Introducing Db2 11.5.4 — The database with AI, for AI

Steven Astorino
IBM Data Science in Practice
9 min readJul 10, 2020

As organizations embark or progress on their journey to AI, one of the most important aspects is making sure their data is ready for AI. IBM describes this journey as a series of steps as part of the AI Ladder: Collect, Organize, Analyze, Infuse AI.

IBM Db2 is primarily aligned with the Collect stage as shown in figure #1.

Figure #1: Db2 within the Ladder to AI.

Db2 11.5.4 introduces many enhancements that deliver new value over its previous versions. For simplicity I categorize these as follows:

Enterprise Readiness

Performance is a key attribute of transaction and analytic workloads. This latest release of Db2 is designed to be able to start the database many times faster than previous releases. When the database is activated, buffer pools are allocated by the database manager and the operating system commits these to memory using an asynchronous process — after the database is deemed ready for use or “open for business”.

Parallelism implies doing multiple things at the same time. Previously, Db2 federation only worked on one Db2 node, regardless of the number of nodes/partitions. This latest release enables federation on all active nodes and the process of fetching data from remote data sources is distributed among them, making the fetching of data faster. Part of the way that this is achieved is by enabling the query compiler to generate a parallel access plan which can be accessed and executed by every partition.

Space reclamation (Columnar) can also help improve performance. Enhancements in this release include removing space ­­ — to help alleviate performance overheads due to fragmented regions. It identifies the fragmented regions within the specified tables, moves and tightly packs them, freeing and reclaiming the space from the fragmented regions, performs index updates as necessary and supports concurrent Query/Insert/Update/Delete activities.

Many customers store highly sensitive business data in their Db2 tables. Security is uppermost in many organizations’ minds. Customers can now enjoy single sign-on (SSO) with 3rd Party applications using Db2 in the back-end utilizing the JWT Token for SSO. Previously, while using an application with Db2, a user’s application authentication and Db2 authentication had to be done by users separately. This is no longer the case. A user authenticates on the front-end application that can create JWT tokens. The application will be able to generate a user-specific token. The token is then passed to Db2 to assert and authenticate the user using the front-end application.
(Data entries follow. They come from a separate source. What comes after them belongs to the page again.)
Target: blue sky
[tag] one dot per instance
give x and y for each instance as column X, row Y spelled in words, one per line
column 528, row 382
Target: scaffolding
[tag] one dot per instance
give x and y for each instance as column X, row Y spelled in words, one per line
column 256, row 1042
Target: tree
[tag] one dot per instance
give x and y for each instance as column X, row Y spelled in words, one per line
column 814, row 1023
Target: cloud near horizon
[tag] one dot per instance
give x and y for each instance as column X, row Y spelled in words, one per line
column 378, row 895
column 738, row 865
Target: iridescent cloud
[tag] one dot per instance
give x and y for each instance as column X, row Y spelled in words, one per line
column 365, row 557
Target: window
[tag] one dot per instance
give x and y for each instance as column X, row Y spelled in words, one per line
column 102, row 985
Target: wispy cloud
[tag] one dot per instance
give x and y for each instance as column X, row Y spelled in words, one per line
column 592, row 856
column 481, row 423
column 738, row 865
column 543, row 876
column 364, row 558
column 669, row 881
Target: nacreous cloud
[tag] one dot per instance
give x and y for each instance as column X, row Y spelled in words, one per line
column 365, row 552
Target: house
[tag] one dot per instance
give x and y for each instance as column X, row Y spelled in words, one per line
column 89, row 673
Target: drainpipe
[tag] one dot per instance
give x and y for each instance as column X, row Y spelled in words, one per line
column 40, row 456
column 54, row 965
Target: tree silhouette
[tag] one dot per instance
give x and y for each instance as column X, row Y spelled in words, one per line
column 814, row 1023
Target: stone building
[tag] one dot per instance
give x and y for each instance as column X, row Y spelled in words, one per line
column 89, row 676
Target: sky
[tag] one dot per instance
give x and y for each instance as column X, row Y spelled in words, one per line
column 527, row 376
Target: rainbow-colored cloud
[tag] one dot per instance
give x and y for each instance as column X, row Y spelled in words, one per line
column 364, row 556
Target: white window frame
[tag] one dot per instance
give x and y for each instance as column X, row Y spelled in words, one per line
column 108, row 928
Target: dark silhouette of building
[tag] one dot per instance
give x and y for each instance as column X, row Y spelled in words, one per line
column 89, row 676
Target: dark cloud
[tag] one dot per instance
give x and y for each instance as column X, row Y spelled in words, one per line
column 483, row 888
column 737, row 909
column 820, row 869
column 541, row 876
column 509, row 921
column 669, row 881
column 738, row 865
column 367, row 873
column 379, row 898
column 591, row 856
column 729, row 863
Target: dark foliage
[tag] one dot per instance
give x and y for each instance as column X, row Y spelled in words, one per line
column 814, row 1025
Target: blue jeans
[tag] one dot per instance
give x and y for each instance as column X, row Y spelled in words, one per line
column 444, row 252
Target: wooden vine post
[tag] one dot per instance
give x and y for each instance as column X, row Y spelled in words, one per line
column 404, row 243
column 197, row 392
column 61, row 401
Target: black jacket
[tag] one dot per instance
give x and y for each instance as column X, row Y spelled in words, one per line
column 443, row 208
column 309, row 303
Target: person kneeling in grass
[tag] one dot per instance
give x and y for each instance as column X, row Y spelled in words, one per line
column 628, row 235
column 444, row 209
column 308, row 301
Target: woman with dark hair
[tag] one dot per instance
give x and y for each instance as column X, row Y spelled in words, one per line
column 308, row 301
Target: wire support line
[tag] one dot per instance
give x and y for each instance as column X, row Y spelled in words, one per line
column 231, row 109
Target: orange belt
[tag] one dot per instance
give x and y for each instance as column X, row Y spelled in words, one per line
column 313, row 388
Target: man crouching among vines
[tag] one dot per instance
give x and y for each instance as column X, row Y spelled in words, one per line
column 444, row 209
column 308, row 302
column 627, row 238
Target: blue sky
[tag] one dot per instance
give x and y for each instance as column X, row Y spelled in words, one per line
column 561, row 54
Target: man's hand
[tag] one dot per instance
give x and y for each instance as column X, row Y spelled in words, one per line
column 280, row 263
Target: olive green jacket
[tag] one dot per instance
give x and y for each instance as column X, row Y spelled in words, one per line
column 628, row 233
Authentication caching is another performance feature designed to help relieve the performance impact that can occur due to authentication bottlenecks — and this capability can result in performance improvements for these types of workloads by having this data cached. This helps with workloads that have very short duration connections which occur repeatedly using the same, limited set of authorization IDs. This capability applies to all password plugins supported by Db2. The cache is configured based on the maximum number of users to be cached and duration of time for cache. It is important to note that credentials are not cached.

Time savings are important to any business. The adaptive workload manager in Db2 provides automated resource tuning for workloads to help maximize performance on hardware, thereby saving time and simplifying efforts on optimization. Doing so manually, typically involves costly human effort. It schedules jobs appropriately, based on available resources making sure that the system is well-utilized but not overcommitted. Incoming work is guided to different processing “lanes” based on expected memory and CPU consumption and duration. Each “lane” is assigned a defined resource allotment in an attempt to maximize predictability. Admission of new work is on the fit of the work to the available resources in that class and latency. Analysis of historical feedback based on past executions is also leveraged.

As part of a tech preview, the Db2 Machine Learning Optimizer provides an additional level of intelligent optimization to deliver query execution strategies that help improve upon traditional cost-based query optimization. We have seen that basic workload cost optimizers make recommendations for query execution, that are not sensitive to recent changes in the database and they don’t take into account previous history. The Db2 Machine Learning Optimizer, by contrast, incorporates feedback from actual query performance to recommend execution strategies that may deliver improved results.

System administrators can now lock down a query plan at a release level. This eliminates the time to reoptimize the same query after an upgrade. Previously, query plans did not get saved and administrators had to rewrite query plans after each upgrade. System administrators can still choose to write new query plans if they want to.

Db2 provides advanced log space management for Crash Recovery scenarios, reducing the likelihood of hitting transaction log full conditions caused by long running, low volume transactions. This is particularly beneficial for crash restarts. It extracts the log records for active transactions and allows the log file to be closed, archived, and reused.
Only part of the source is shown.